Anarşistler bu açıdan teslim olmuş, dinsiz birer Hristiyan keşişi. İnsanlık dinine inanıyorlar. Çırılçıplak çarmıha geriyorlar kendilerini. Her tür kimlikçiliği yapıp, kimliklerinden soyunduklarını söylüyorlar. Esasen eylemlerini sol diye belledikleri düşmana karşı yapıyorlar. Mesele polis değil, sol. Tek soyunulmayan kimlikse, nedense karadonlu erkeklik! Ama kadınlara femenizm layık. Düşmana karşı kudret imkânı ne barındırıyorsa, onu arıtmak istiyorlar.

Kadın, güçlü bir ideoloji. Femenizm fenni gübre. Kadın olmayı, başka bir güce muhtaç kılma meselesi. Burjuva özne değilsen, kadın da değilsin. Sorumlulukla, aşkınlıkla muhabbetin varsa, kadın düşmanısın. O kadın, yok yer. Sadece onların olabildiği bir merci.

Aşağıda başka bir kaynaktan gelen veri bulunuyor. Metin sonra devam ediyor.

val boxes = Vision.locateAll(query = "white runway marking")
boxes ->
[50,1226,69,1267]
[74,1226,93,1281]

Kudret, böylesi mercilerde mümkün. Bireysel kudretleri lehine mazlumların kolektif kudretini kurban etmeye çalışıyorlar. O sunakta başı kesilen, zalime karşı elde edilecek kudret imkânları. Anarşistler, ağız kenarında beliren hoş bir tebessüm. Sömürüye-zulme tahammül etme biçimi. Ona karşı dövüşme pratiği asla değil. Dövüş, kolektif ve “iktidar arzusu” üzre olmalı zira. Bu açıdan bir tek et olma arzularıyla burjuva cennetini bugünde yaşama niyetleri bir anlam ihtiva etmiyor. Eşitleyici pratikleri kişisel rahatlama sağlıyor, ama mücadelenin katı, sert seyrine zerre katkı sunmuyor. “Çıkıntılık etme, icat çıkarma, sürüden ayrılma” diyorlar. Emirler kimin, neyden?

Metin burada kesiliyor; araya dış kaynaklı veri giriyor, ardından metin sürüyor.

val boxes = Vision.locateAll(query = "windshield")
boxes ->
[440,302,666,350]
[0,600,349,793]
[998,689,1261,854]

Yani özünde devlet, servet dağılımında basit bir araca indirgenmiş. Sömürülenlerin-mazlumların kolektif pratiği burada, bu şekilde savuşturuluyor. Belki de artık fazla devletten; fazla iktidardan söz etmek gerek. Bu hâliyle, mülk için tüm hasımlarını yarıştıran; rekabet için tüm düşmanlarını ezen basit bir özne. Altta teşekkül eden, rüşeym hâlinde, kandan-terden beslenen, varolan devleti horgören bir başka devlete işaret etmek… Budur, küçük savaşçıları tarihin tüm kudret mücadelelerine bağlayacak olan.

Devlet, hasmını küçültmek, daraltmak, tek fiskeyle ezilecek kıvama getirmek, böylece kontrol altına almak zorunda. Bireysel akıl oyunlarının, stratejilerin, o tepeye kurulma imkânlarını kovalamanın bir faydası yok. Öteki devlet yerin bir karış altında, kök, varsa, ona doğru uzanmalı.